Özellikle Gezi sürecindeki “LGBT Blok” pratiklerinden sonra LGBTİ+ hareketi içinde bariz bir gelişme oldu, hareketimiz büyüdü. LGBTİ+ örgütlerinin, derneklerin ve okul topluluklarının sayısı arttı. 2013’ten sonraki süreçte Gezi’den ve LGBTİ+ hareketinin geldiği konumdan alınan birikim ve güçle o yıllardaki Onur Yürüyüşleri hiç olmadığı kadar kalabalık ve coşkulu geçti. Bu güçlenmeyle doğru orantılı olarak egemen güçlerin halklar ve ezilen kitleler üzerindeki baskısını arttırdığını, faşizmin kurumsallaşma hamlelerinin hız kazandığını gördük. Bu süreçte de tahtlarını sağlamlaştırmak için düşman bellenmesi en kolay kitlelerden biri olan lubunyalara saldırdılar, saldırmaya da devam ediyorlar. Çünkü LGBTİ+ların örgütlenmesi iktidar için tehlike oluşturuyor. Tüm bunların sonucu olarak bize kimi zaman açık açık kimi zaman da üstü kapalı bir biçimde savaş açtıkları ortada. Evet, savaş! Yani öyle bir noktaya gelmiş bulunmaktayız ki zaman kaybetmeden, olabildiğince planlı ve örgütlü bir şekilde bu LGBTİ+ kanıyla beslenen iktidardan kurtulmak ve kanımızla beslenecek başka diktatörler, başka düzen partileri tahtını sağlama almadan kendi perspektifimizden bir sistem, bir düzen inşa etmek gerekiyor. Aksi takdirde nefes bile alamaz hâle gelecek, yok olup gideceğiz. 
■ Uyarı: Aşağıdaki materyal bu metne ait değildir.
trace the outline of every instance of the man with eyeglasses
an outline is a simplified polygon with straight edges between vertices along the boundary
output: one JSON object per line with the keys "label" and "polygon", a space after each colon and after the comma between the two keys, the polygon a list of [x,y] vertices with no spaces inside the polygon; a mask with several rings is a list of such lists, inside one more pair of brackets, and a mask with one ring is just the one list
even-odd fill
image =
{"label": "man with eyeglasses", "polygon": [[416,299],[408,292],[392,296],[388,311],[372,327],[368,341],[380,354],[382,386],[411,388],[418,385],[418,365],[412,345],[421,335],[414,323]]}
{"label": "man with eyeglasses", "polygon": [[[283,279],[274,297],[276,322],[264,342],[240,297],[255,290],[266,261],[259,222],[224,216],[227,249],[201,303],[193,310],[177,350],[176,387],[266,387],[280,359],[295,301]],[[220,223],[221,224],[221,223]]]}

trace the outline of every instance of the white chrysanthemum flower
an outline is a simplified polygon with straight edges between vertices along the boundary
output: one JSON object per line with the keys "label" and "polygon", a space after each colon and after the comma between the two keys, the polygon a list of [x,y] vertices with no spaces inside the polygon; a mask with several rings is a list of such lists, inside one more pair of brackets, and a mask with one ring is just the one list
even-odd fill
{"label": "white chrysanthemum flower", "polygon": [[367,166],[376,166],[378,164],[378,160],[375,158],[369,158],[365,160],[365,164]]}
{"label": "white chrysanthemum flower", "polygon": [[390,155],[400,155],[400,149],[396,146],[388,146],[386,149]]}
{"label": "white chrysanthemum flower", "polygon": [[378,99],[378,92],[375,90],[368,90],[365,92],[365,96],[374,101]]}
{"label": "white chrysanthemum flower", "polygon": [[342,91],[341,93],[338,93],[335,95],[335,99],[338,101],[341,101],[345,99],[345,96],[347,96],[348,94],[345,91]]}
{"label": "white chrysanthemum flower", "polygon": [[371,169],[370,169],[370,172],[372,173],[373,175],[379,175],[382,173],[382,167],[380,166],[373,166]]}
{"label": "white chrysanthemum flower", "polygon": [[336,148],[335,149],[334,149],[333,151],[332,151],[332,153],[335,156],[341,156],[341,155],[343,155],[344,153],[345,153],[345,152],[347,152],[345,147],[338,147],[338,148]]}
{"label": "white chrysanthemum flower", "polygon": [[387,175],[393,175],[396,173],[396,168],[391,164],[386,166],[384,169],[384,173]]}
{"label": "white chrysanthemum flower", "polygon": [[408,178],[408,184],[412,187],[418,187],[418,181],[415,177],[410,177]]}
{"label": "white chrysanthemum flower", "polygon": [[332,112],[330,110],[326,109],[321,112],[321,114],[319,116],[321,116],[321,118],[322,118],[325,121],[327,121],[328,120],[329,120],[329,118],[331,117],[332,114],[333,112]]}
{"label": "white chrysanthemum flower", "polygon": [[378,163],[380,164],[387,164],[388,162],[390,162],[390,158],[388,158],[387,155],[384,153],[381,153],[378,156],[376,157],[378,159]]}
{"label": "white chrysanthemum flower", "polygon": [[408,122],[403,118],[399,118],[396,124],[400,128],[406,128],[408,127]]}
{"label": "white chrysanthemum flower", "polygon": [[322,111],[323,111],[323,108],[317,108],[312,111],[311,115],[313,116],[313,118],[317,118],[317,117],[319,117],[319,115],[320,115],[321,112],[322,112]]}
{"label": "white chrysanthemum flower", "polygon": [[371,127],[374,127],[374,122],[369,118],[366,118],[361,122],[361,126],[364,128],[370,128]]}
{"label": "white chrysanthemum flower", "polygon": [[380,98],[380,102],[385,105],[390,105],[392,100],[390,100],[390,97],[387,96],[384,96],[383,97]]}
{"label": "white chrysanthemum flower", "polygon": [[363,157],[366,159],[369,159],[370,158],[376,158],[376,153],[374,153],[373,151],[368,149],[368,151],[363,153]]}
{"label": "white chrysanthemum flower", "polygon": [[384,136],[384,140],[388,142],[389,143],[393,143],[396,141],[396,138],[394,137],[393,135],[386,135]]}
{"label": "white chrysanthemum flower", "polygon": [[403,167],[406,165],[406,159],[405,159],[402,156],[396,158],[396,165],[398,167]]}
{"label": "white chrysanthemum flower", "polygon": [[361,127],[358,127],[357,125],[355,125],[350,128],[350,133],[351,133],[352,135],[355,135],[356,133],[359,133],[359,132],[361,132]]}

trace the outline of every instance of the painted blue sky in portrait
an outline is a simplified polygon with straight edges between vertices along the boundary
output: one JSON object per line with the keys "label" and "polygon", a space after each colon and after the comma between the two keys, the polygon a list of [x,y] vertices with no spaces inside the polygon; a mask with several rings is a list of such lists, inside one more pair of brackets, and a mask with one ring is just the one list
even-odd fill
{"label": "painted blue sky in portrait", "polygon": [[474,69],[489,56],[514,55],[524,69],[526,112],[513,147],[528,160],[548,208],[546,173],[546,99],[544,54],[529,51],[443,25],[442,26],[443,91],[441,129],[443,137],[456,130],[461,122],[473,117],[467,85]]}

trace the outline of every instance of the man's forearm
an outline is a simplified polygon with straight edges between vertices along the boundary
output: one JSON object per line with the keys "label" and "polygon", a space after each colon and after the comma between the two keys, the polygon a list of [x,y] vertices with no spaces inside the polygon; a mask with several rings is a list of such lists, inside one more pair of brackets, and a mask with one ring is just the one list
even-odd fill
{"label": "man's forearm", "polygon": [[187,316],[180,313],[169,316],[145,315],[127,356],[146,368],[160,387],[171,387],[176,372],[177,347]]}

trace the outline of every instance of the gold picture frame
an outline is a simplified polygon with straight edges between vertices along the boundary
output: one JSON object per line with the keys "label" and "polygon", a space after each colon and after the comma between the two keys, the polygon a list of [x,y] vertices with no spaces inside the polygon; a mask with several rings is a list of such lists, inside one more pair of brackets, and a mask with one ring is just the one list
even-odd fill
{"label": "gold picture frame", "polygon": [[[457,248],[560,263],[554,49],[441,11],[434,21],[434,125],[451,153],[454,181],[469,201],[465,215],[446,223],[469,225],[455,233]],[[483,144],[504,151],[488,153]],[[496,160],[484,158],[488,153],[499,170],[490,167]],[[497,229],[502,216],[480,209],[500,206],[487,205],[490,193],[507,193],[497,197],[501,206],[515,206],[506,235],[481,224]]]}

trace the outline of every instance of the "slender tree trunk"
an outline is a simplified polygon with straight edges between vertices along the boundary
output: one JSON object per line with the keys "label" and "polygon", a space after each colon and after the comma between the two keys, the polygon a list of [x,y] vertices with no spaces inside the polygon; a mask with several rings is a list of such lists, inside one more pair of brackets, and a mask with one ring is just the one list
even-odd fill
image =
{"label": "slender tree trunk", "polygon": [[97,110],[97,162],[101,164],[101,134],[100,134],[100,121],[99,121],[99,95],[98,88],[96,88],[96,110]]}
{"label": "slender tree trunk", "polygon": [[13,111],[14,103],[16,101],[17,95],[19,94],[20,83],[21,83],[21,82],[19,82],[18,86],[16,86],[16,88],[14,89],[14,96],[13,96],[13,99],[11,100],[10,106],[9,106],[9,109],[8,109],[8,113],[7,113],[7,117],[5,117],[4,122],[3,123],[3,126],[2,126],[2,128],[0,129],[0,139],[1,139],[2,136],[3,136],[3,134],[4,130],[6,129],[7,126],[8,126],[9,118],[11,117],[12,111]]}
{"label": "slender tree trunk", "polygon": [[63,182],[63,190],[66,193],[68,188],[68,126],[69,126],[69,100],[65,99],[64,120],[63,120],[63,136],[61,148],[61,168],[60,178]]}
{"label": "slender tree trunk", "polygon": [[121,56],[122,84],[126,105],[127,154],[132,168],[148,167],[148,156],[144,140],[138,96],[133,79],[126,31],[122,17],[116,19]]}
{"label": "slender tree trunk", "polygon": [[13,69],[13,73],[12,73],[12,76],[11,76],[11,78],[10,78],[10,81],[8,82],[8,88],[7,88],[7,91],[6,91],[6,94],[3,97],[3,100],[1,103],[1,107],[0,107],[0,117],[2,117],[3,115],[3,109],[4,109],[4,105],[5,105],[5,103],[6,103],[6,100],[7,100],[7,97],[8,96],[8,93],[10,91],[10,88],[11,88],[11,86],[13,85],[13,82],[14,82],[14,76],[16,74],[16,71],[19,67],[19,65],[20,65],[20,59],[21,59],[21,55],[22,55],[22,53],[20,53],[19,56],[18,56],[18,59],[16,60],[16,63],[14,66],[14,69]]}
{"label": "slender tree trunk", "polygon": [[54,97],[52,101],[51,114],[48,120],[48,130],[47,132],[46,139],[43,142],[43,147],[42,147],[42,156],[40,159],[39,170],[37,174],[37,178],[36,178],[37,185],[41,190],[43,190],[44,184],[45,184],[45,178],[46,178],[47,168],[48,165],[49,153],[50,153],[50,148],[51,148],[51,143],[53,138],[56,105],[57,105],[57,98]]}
Bu kara tablo karşısında mücadele etmeye devam ediyoruz ve bu yolda kazanımlar da elde etmek istiyoruz. Örneğin evlilik eşitliği, özgür aşk, kimliğimizden ve yönelimimizden dolayı ayrımcılığa uğramadan çalışabilmek… Bu örnekler artar, çünkü biz öyle bir LGBTİ+fobik düzende yaşıyoruz ki en temel insan haklarını elde etmek için bile mücadele etmek zorundayız. 

Mücadele hattımızı kurarken… 

LGBTİ+ların bir araya gelip çay içmesinin bile yasaklandığı bu oldukça absürt dönemde rahatça çay içmemiz dahil her şey politik bir hâle bürünmüştür. Bir transın trans kimliğiyle “kabul edilip” iş bulabilmesi kazanımdır. Açık kimlikli homoseksüel ilişki yaşayan bir çiftin eve çıkabilmesi kazanımdır. Tüm bunlar için de mücadele edilmelidir ve tüm bunlar tabi ki önemlidir. Fakat asıl sorun; tüm mücadele hattını bu kazanımlar üzerine kurmak, LGBTİ+lar olarak yaşadığımız sorunların kapitalizmle bağını görmemek ve köklü çözümler için mücadele etmemektir. Çünkü devlet öyle bir yapıdır ki, bir transın çalışmasına izin verir ve bunu medyasını kullanarak yayar, parlatır, kullanır; fakat diğer yandan yüzlerce transı sırf kimliğinden ötürü işsiz bırakır, yüzlerce trans kadını seks işçiliğine mahkum eder. Aile mekanizmasını kullanır, polisini kullanır, LGBTİ+fobik yurtları kullanır ve yüzlerce arkadaşımızı intihara sürükler. Devlet böylesine derinlere işlemiştir işte. Kazanımlarımızı heybemize ekleyip mücadeleye devam etmemiz gerektiğini unutursak, rehavete kapılırsak devletin aynı anda binlerce LGBTİ+yı işsiz, evsiz, beş parasız bırakmasını hatta katletmesini, intihara sürüklemesini fark edemeyebiliriz. Bu sistemi küçümsememek, bu sistemin her bir noktasını fark etmek gerek.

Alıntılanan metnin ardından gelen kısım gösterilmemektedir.